22-letni napastnik rehabilitował się w Łodzi i wygrał wyścig z czasem, zdążył dojść do zdrowia na pierwszy mecz młodzieżowego EURO z Belgią. Rozegrał pełne 90 minut i pomógł biało-czerwonym w odniesieniu zwycięstwa (3:2). Trzy dni później był gotowy na starcie z Włochami. Kapitan dwoił się na boisku i troił, wygrał wiele pojedynków z obrońcami z Italii, umiejętnie również przetrzymywał piłkę, dając w ten sposób chwilę wytchnienia kolegom w defensywie. – Dawid zagrał dla drużyny – podkreślał trener Czesław Michniewicz. W 76. minucie zmęczonego Kownackiego na boisku zastąpił Adam Buksa, a biało-czerwoni zdołali utrzymać do końca wynik 1:0 i z kompletem sześciu punktów są liderem grupy A.

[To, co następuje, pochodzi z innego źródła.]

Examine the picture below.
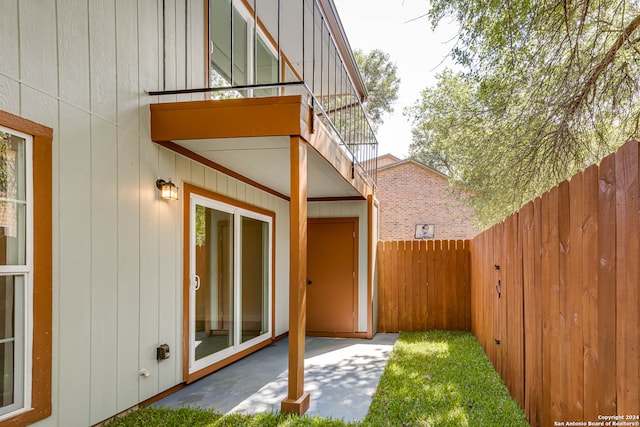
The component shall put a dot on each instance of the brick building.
(416, 201)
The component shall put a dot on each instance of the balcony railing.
(261, 48)
(347, 123)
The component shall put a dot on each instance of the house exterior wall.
(411, 194)
(84, 69)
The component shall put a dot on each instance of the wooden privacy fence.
(555, 299)
(424, 285)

– Każde zwycięstwo napędza, a morale rosną. Nasze podniosły się po zwycięskim barażu z Portugalią. Powiedzieliśmy sobie wtedy, że może i dobrze, że nie wyszliśmy z grupy bezpośrednio, a musieliśmy o awans na mistrzostwa walczyć z tak utytułowanym przeciwnikiem. Te baraże były nam po prostu potrzebne. Przekonaliśmy się, że żaden rywal nie jest nam straszny. Teraz to potwierdzamy. Wygraliśmy i z Belgią, i z Włochami. To nagroda za ciężką pracę, którą wykonywaliśmy przez dwa ostatnie lata. Teraz zbieramy tego plony – podkreślił Kownacki.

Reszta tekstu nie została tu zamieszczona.